Aidan's fingers wrapped around the cold brass of the elevator call button.
"Wait." Brent's voice cracked behind him, laced with panic.
Brent burst through the double doors, scrambling around a marble console table in the hallway, rushing to put himself between Aidan and the elevator doors. His chest heaved beneath his silk tie.
Aidan stopped. He looked down at Brent with a look of pure, unadulterated disgust. He looked at him like he was a cockroach that needed to be crushed.
Brent swallowed the lump in his throat, trying to summon some executive authority. "You can't do this, Aidan. You can't bring personal grudges into a corporate deal. It's unprofessional."
Aidan let out a dark, hollow laugh. He let go of the call button and took a step forward.
Brent took a step back.
Aidan took another step. His presence was a physical weight, forcing Brent backward until his shoulder blades slammed hard against the polished wall of the corridor.
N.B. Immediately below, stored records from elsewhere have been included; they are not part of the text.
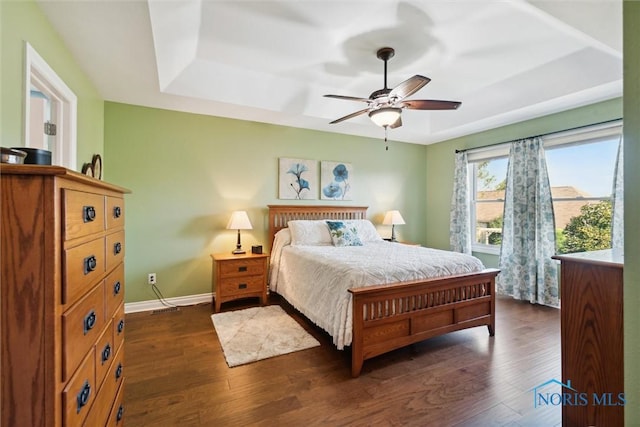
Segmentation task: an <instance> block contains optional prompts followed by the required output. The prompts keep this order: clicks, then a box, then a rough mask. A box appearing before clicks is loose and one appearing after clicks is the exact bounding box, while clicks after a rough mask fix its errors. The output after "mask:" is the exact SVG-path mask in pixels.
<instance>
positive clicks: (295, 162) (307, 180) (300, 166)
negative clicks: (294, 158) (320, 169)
mask: <svg viewBox="0 0 640 427" xmlns="http://www.w3.org/2000/svg"><path fill="white" fill-rule="evenodd" d="M279 160H280V169H279V172H280V173H279V184H278V187H279V191H278V197H279V198H280V199H289V200H291V199H293V200H315V199H317V198H318V161H317V160H305V159H291V158H287V157H280V159H279Z"/></svg>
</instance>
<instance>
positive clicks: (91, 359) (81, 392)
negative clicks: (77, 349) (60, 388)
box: [62, 348, 98, 427]
mask: <svg viewBox="0 0 640 427" xmlns="http://www.w3.org/2000/svg"><path fill="white" fill-rule="evenodd" d="M97 391H98V388H97V387H96V376H95V351H94V349H93V348H92V349H91V351H90V352H89V353H87V354H86V357H85V358H84V359H83V360H82V363H81V365H80V367H79V368H78V370H77V371H76V373H75V374H74V375H73V377H72V378H71V380H70V381H69V383H68V384H67V386H66V387H65V388H64V390H63V391H62V405H63V418H64V419H63V423H64V425H65V426H66V427H73V426H80V425H82V423H83V422H84V420H85V418H86V417H87V413H88V412H89V408H91V404H92V403H93V401H94V400H95V397H96V392H97Z"/></svg>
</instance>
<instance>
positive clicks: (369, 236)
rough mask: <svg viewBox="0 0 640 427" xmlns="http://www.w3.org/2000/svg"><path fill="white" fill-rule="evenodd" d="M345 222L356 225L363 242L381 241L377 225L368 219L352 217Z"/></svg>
mask: <svg viewBox="0 0 640 427" xmlns="http://www.w3.org/2000/svg"><path fill="white" fill-rule="evenodd" d="M343 222H344V223H345V224H350V225H352V226H354V227H355V229H356V231H357V233H358V237H360V240H361V241H362V243H367V242H379V241H381V240H382V237H380V234H378V231H377V230H376V227H375V226H374V225H373V224H372V223H371V221H369V220H368V219H351V220H348V221H343Z"/></svg>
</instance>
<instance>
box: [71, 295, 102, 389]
mask: <svg viewBox="0 0 640 427" xmlns="http://www.w3.org/2000/svg"><path fill="white" fill-rule="evenodd" d="M104 327H105V318H104V287H103V285H102V284H101V285H99V286H96V287H95V288H94V289H93V290H92V291H91V292H89V293H88V294H87V295H86V296H85V297H84V298H82V299H81V300H80V301H78V302H77V303H76V304H74V305H73V307H71V308H69V309H68V310H67V311H65V312H64V314H63V315H62V361H63V362H62V366H63V369H62V379H63V381H64V380H66V379H67V378H69V377H70V376H71V374H72V373H73V371H75V369H76V366H78V364H79V363H80V361H81V360H82V358H83V357H84V355H85V354H86V353H87V351H89V349H91V348H93V347H94V346H95V343H96V341H97V340H98V338H99V337H100V336H101V335H102V331H103V330H104Z"/></svg>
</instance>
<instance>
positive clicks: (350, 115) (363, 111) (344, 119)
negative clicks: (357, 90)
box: [329, 108, 369, 125]
mask: <svg viewBox="0 0 640 427" xmlns="http://www.w3.org/2000/svg"><path fill="white" fill-rule="evenodd" d="M368 112H369V109H368V108H365V109H364V110H360V111H356V112H355V113H351V114H348V115H346V116H344V117H340V118H339V119H335V120H334V121H332V122H330V123H329V124H330V125H333V124H336V123H340V122H344V121H345V120H349V119H352V118H354V117H357V116H359V115H361V114H364V113H368Z"/></svg>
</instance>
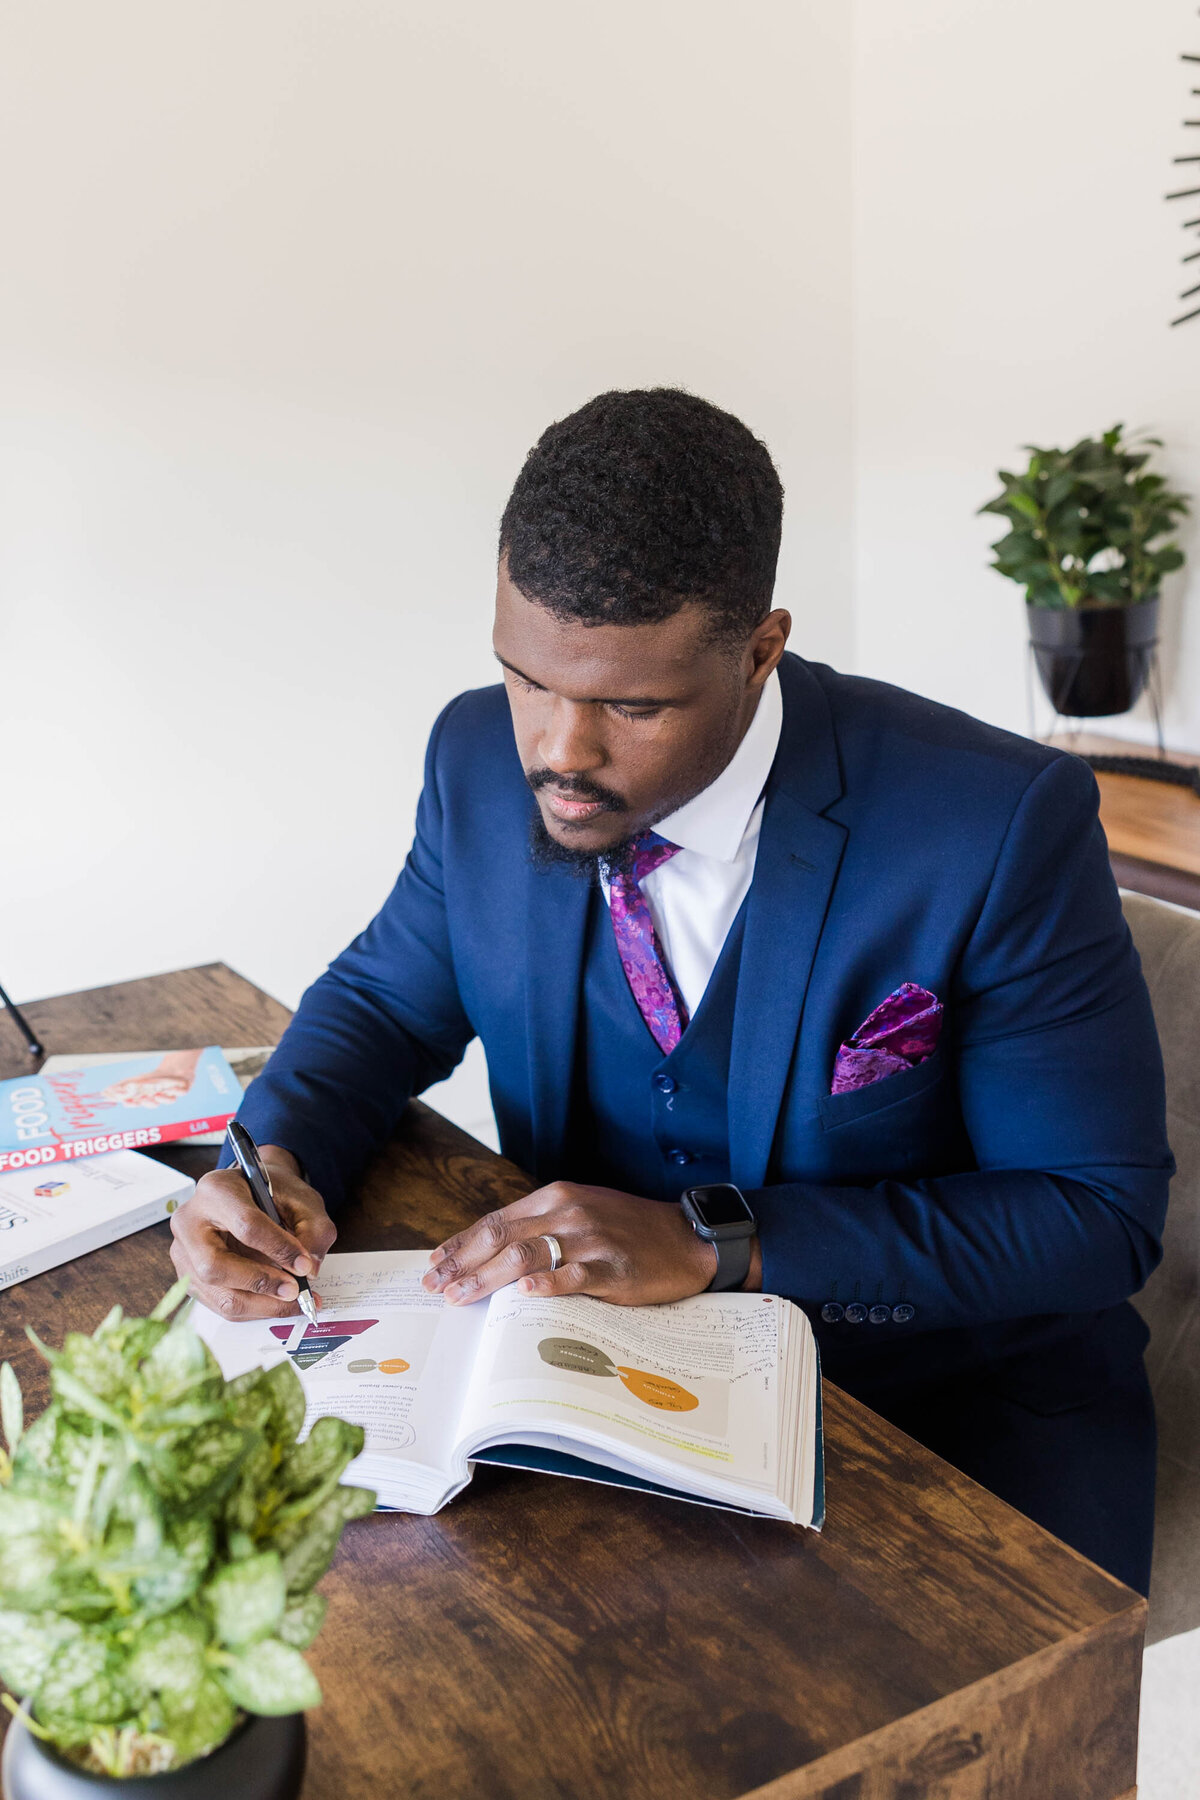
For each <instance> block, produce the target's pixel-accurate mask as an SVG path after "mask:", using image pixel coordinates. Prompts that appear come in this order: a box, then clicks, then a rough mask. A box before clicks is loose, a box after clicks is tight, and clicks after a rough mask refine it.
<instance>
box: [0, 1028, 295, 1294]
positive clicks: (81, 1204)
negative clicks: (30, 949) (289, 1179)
mask: <svg viewBox="0 0 1200 1800" xmlns="http://www.w3.org/2000/svg"><path fill="white" fill-rule="evenodd" d="M268 1055H270V1051H252V1053H241V1058H243V1067H239V1069H236V1067H234V1066H230V1064H232V1062H236V1060H237V1057H236V1055H234V1053H230V1057H227V1055H225V1053H223V1051H221V1049H218V1048H216V1046H209V1048H207V1049H187V1051H146V1053H140V1055H115V1057H113V1055H108V1057H50V1058H49V1060H47V1062H45V1064H43V1066H41V1071H40V1073H38V1075H25V1076H18V1078H16V1080H11V1082H0V1289H4V1287H13V1285H14V1283H16V1282H27V1280H29V1278H31V1276H34V1274H41V1273H43V1271H45V1269H54V1267H58V1264H63V1262H70V1260H72V1258H76V1256H83V1255H85V1253H86V1251H92V1249H99V1247H101V1246H103V1244H112V1242H113V1240H115V1238H121V1237H128V1235H130V1233H131V1231H140V1229H142V1228H144V1226H149V1224H155V1222H157V1220H160V1219H166V1217H167V1215H169V1213H173V1211H175V1208H176V1206H180V1204H182V1201H185V1199H187V1195H189V1193H191V1192H193V1188H194V1181H191V1177H187V1175H180V1174H178V1170H175V1168H171V1166H167V1165H166V1163H162V1161H158V1159H157V1157H155V1156H153V1154H146V1152H148V1150H149V1152H153V1150H155V1148H158V1147H162V1145H169V1143H175V1141H178V1139H187V1141H191V1143H210V1141H212V1134H216V1138H218V1141H219V1134H221V1132H223V1129H225V1125H227V1123H228V1120H230V1118H232V1116H234V1114H236V1111H237V1105H239V1102H241V1093H243V1087H245V1084H246V1082H248V1080H250V1075H252V1073H257V1069H259V1067H261V1066H263V1062H264V1060H266V1057H268ZM250 1058H257V1062H254V1066H252V1067H248V1064H250Z"/></svg>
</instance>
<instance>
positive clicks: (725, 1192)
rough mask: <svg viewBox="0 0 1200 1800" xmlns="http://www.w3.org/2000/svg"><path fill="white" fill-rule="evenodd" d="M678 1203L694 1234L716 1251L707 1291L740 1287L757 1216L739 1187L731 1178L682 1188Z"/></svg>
mask: <svg viewBox="0 0 1200 1800" xmlns="http://www.w3.org/2000/svg"><path fill="white" fill-rule="evenodd" d="M680 1206H682V1208H684V1217H685V1219H687V1220H689V1222H691V1228H693V1231H694V1233H696V1237H702V1238H703V1240H705V1244H711V1246H712V1249H714V1251H716V1274H714V1276H712V1280H711V1282H709V1289H707V1291H709V1292H711V1294H720V1292H723V1291H725V1289H729V1287H741V1283H743V1282H745V1278H747V1274H748V1273H750V1238H752V1237H754V1233H756V1231H757V1219H756V1217H754V1213H752V1211H750V1206H748V1201H747V1197H745V1193H743V1192H741V1188H736V1186H734V1184H732V1181H716V1183H712V1186H709V1188H685V1190H684V1193H680Z"/></svg>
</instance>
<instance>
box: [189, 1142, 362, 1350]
mask: <svg viewBox="0 0 1200 1800" xmlns="http://www.w3.org/2000/svg"><path fill="white" fill-rule="evenodd" d="M261 1156H263V1163H264V1165H266V1168H268V1170H270V1177H272V1192H273V1195H275V1206H277V1208H279V1217H281V1219H282V1222H284V1226H286V1229H284V1231H281V1229H279V1226H277V1224H273V1222H272V1220H270V1219H268V1217H266V1213H261V1211H259V1210H257V1206H255V1204H254V1201H252V1199H250V1190H248V1188H246V1183H245V1181H243V1177H241V1175H239V1174H237V1170H236V1168H214V1170H212V1174H210V1175H203V1177H201V1179H200V1181H198V1183H196V1192H194V1193H193V1197H191V1199H189V1201H185V1202H184V1206H180V1208H178V1211H175V1213H173V1215H171V1231H173V1233H175V1242H173V1244H171V1262H173V1264H175V1267H176V1271H178V1273H180V1274H187V1276H189V1278H191V1292H193V1294H194V1296H196V1300H200V1301H203V1305H205V1307H210V1309H212V1312H219V1314H223V1318H227V1319H282V1318H288V1316H295V1312H297V1310H299V1307H297V1294H299V1287H297V1283H295V1278H293V1276H297V1274H306V1276H308V1278H309V1282H315V1280H317V1273H318V1269H320V1264H322V1258H324V1256H326V1253H327V1249H329V1246H331V1244H333V1240H335V1237H336V1235H338V1228H336V1226H335V1222H333V1219H331V1217H329V1213H327V1211H326V1202H324V1201H322V1197H320V1193H317V1190H315V1188H309V1184H308V1183H306V1181H302V1179H300V1168H299V1163H297V1159H295V1157H293V1156H291V1152H290V1150H284V1148H281V1147H279V1145H263V1147H261ZM288 1271H291V1273H288Z"/></svg>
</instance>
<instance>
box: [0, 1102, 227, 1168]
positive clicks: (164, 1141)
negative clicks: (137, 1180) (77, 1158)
mask: <svg viewBox="0 0 1200 1800" xmlns="http://www.w3.org/2000/svg"><path fill="white" fill-rule="evenodd" d="M232 1118H236V1112H210V1114H209V1116H207V1118H203V1120H180V1121H176V1123H175V1125H140V1127H139V1129H137V1130H110V1132H97V1134H95V1136H92V1138H88V1136H79V1138H61V1139H59V1141H58V1143H43V1145H40V1147H38V1148H36V1150H0V1170H5V1168H41V1166H49V1165H50V1163H70V1161H72V1159H74V1157H77V1156H104V1154H106V1152H108V1150H151V1148H153V1147H155V1145H160V1143H171V1141H175V1139H176V1138H198V1136H200V1134H201V1132H210V1130H225V1127H227V1125H228V1121H230V1120H232Z"/></svg>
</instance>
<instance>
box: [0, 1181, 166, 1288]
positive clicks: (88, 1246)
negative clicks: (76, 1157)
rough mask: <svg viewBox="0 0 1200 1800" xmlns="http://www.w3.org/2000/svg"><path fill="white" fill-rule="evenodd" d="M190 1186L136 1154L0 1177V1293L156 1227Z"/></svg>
mask: <svg viewBox="0 0 1200 1800" xmlns="http://www.w3.org/2000/svg"><path fill="white" fill-rule="evenodd" d="M194 1186H196V1183H194V1181H193V1179H191V1175H180V1174H178V1172H176V1170H175V1168H167V1165H166V1163H157V1161H155V1157H153V1156H140V1154H139V1152H137V1150H113V1152H112V1154H108V1156H86V1157H79V1159H77V1161H70V1163H50V1165H43V1166H41V1168H11V1170H0V1289H2V1287H13V1285H14V1283H16V1282H27V1280H29V1278H31V1276H34V1274H43V1273H45V1271H47V1269H56V1267H58V1265H59V1264H63V1262H74V1258H76V1256H85V1255H86V1253H88V1251H92V1249H99V1247H101V1246H103V1244H113V1242H115V1240H117V1238H122V1237H128V1235H130V1233H131V1231H142V1229H144V1228H146V1226H153V1224H157V1222H158V1220H160V1219H166V1217H167V1215H169V1213H173V1211H175V1208H176V1206H180V1204H182V1202H184V1201H185V1199H187V1195H189V1193H191V1192H193V1188H194Z"/></svg>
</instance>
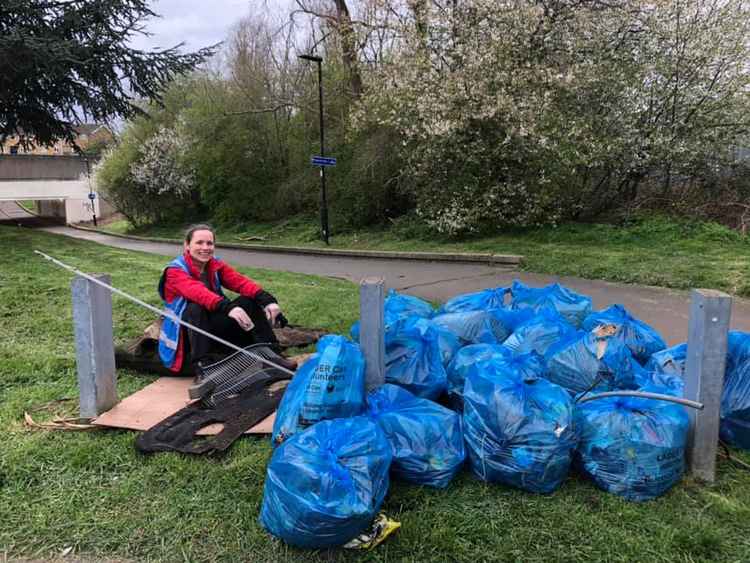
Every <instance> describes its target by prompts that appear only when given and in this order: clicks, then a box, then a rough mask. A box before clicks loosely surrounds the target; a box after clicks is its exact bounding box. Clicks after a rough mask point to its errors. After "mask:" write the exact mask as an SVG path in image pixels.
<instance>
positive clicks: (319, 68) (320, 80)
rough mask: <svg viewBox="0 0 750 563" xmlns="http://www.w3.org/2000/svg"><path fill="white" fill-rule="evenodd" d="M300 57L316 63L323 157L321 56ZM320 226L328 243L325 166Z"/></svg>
mask: <svg viewBox="0 0 750 563" xmlns="http://www.w3.org/2000/svg"><path fill="white" fill-rule="evenodd" d="M297 56H298V57H299V58H300V59H303V60H306V61H311V62H314V63H318V110H319V114H320V156H321V157H325V154H326V149H325V133H324V129H323V57H317V56H315V55H297ZM320 228H321V230H322V232H323V241H324V242H325V243H326V245H328V202H327V200H326V168H325V166H322V165H321V166H320Z"/></svg>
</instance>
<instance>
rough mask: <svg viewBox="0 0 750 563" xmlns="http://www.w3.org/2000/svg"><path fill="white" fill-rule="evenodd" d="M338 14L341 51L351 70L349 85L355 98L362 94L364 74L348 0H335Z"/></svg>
mask: <svg viewBox="0 0 750 563" xmlns="http://www.w3.org/2000/svg"><path fill="white" fill-rule="evenodd" d="M334 2H335V3H336V16H337V18H338V21H339V37H341V52H342V56H343V59H344V65H346V68H347V70H348V71H349V86H350V88H351V91H352V94H353V95H354V97H355V98H359V97H360V96H361V95H362V90H363V87H362V76H361V75H360V73H359V62H358V61H359V57H358V52H357V38H356V35H355V34H354V27H353V26H352V18H351V15H350V14H349V8H348V7H347V5H346V0H334Z"/></svg>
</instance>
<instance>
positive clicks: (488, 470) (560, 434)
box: [463, 361, 577, 493]
mask: <svg viewBox="0 0 750 563" xmlns="http://www.w3.org/2000/svg"><path fill="white" fill-rule="evenodd" d="M463 422H464V438H465V440H466V451H467V455H468V459H469V464H470V466H471V470H472V472H473V473H474V474H475V475H476V476H477V477H479V478H480V479H481V480H483V481H487V482H497V483H503V484H506V485H510V486H513V487H518V488H520V489H523V490H526V491H531V492H534V493H551V492H553V491H554V490H555V489H557V488H558V487H559V486H560V485H561V484H562V482H563V481H564V480H565V478H566V477H567V475H568V470H569V468H570V463H571V459H572V454H573V450H574V449H575V446H576V441H577V433H576V429H575V426H574V404H573V400H572V398H571V397H570V395H569V394H568V393H567V391H565V390H564V389H563V388H562V387H559V386H558V385H555V384H553V383H550V382H549V381H547V380H546V379H544V378H541V377H540V378H534V377H525V378H523V377H519V374H518V372H513V371H507V370H505V369H503V367H502V366H501V365H500V362H495V361H490V362H487V363H485V364H484V369H477V370H472V371H471V372H470V373H469V376H468V378H467V379H466V386H465V387H464V415H463Z"/></svg>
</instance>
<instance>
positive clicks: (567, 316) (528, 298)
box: [510, 280, 591, 328]
mask: <svg viewBox="0 0 750 563" xmlns="http://www.w3.org/2000/svg"><path fill="white" fill-rule="evenodd" d="M510 292H511V295H512V296H513V298H512V300H511V307H512V308H513V309H525V308H531V309H533V310H534V311H537V312H539V311H541V310H543V309H552V310H554V311H557V312H558V313H559V314H560V315H561V316H562V317H563V318H564V319H565V320H566V321H568V322H569V323H570V324H572V325H573V326H574V327H575V328H580V327H581V325H582V323H583V320H584V319H585V318H586V317H588V316H589V315H590V314H591V298H590V297H587V296H585V295H581V294H579V293H576V292H575V291H573V290H571V289H568V288H567V287H565V286H562V285H560V284H558V283H555V284H552V285H548V286H547V287H542V288H536V287H529V286H527V285H525V284H523V283H521V282H520V281H518V280H516V281H514V282H513V285H512V286H511V290H510Z"/></svg>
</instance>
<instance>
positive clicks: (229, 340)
mask: <svg viewBox="0 0 750 563" xmlns="http://www.w3.org/2000/svg"><path fill="white" fill-rule="evenodd" d="M234 307H241V308H242V309H244V310H245V312H246V313H247V314H248V316H249V317H250V319H251V320H252V321H253V324H254V325H255V326H254V327H253V328H252V329H251V330H247V331H245V330H242V328H240V325H239V324H237V321H235V320H234V319H233V318H231V317H229V316H228V315H226V314H224V313H219V312H216V311H209V310H207V309H204V308H203V307H201V306H200V305H198V304H197V303H192V302H191V303H188V305H187V307H186V308H185V312H184V313H183V316H182V318H183V320H185V321H186V322H189V323H190V324H192V325H195V326H197V327H198V328H202V329H203V330H205V331H206V332H210V333H211V334H213V335H216V336H218V337H219V338H222V339H223V340H226V341H228V342H231V343H232V344H234V345H235V346H240V347H241V348H244V347H245V346H250V345H251V344H270V345H271V348H273V349H274V350H275V351H276V352H279V351H280V350H279V341H278V340H277V339H276V335H275V334H274V333H273V328H272V327H271V324H270V323H269V322H268V319H266V313H265V311H264V310H263V308H262V307H261V306H260V305H258V303H257V302H256V301H255V300H254V299H251V298H250V297H238V298H237V299H235V300H234V301H232V305H231V307H230V308H229V309H228V310H230V311H231V310H232V309H233V308H234ZM184 330H186V331H187V339H186V342H185V344H187V347H186V348H185V352H186V355H185V360H184V361H186V362H190V365H191V367H192V368H194V367H195V366H196V365H197V363H198V362H203V363H204V364H205V363H211V362H213V361H217V360H219V359H220V358H222V357H224V356H226V355H228V354H231V353H232V352H233V351H234V350H232V349H231V348H228V347H227V346H224V345H223V344H219V343H218V342H216V341H215V340H212V339H211V338H209V337H207V336H204V335H202V334H199V333H197V332H195V331H194V330H190V329H189V328H186V329H184Z"/></svg>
There was nowhere left to run.
Aidan leaned in, his face inches from Brent's. "Who said anything about personal grudges?" His voice was ice.
Brent's eyes darted wildly around the hallway. Sweat beaded on his forehead. "I... I don't know what you're talking about. The past is the past."
Aidan's hand shot out. He grabbed the knot of Brent's silk tie and yanked him forward with brutal force.
Brent choked out a gasp as the fabric dug into his windpipe. His face flushed a deep, mottled red.
"Eight years ago," Aidan snarled, his eyes burning with demonic fury. "That night it rained. You called me. You told me Julianna was in your bed. Was it true?"
At the sound of Julianna's name, Brent's pupils dilated in sheer terror. His mental defenses shattered.
He grabbed Aidan's wrist with both hands, desperately trying to pry those iron fingers off his throat. It was useless. Aidan's grip didn't budge a millimeter.
"Tell me!" Aidan roared, shaking him.
"No!" Brent gasped, tears of panic springing to his eyes. "No! It was a lie! It was all a lie!"
Aidan froze.
"I made it up!" Brent sobbed, his voice pathetic and broken. "If I didn't tell you that, you never would have left for Europe! You never would have let her go!"
The words hit Aidan like a physical bullet to the chest. Every muscle in his body locked tight. A terrifying, violent darkness exploded behind his eyes.
He shoved Brent backward with everything he had.
Brent flew back, crashing onto the polished marble floor. His body slammed into a heavy metal umbrella stand, knocking it over with a deafening crash. He curled into a tight ball, clutching his ribs and groaning in agony.
Aidan stood over him. His chest heaved violently. His hands curled into fists so tight his fingernails sliced into the flesh of his palms.
Eight years. Eight years of her believing he was a traitor. Eight years of him believing she had chosen someone else. All of it built on a lie.
A low, broken laugh ripped from Aidan's throat. It sounded insane. It echoed off the corridor walls, full of grief and madness.
He reached up, his fingers tightening on the knot of his tie, loosening it slightly as if he were suffocating.
He looked down at Brent one last time. The rage was gone, replaced by a terrifying, dead emptiness.
Aidan kicked a piece of broken ceramic out of his way. "Stay away from her," he said, his voice devoid of all human emotion. "The rules are mine now."
He turned and walked toward his private elevator.
The bright fluorescent lights of the hallway hit his face. He pulled his phone from his pocket as he strode forward.
He hit a speed dial number. "Jennings," Aidan said, his voice dropping back to absolute zero. "Find out exactly where Julianna Pitts is right now."
The elevator doors slid shut, sealing him inside with his obsession.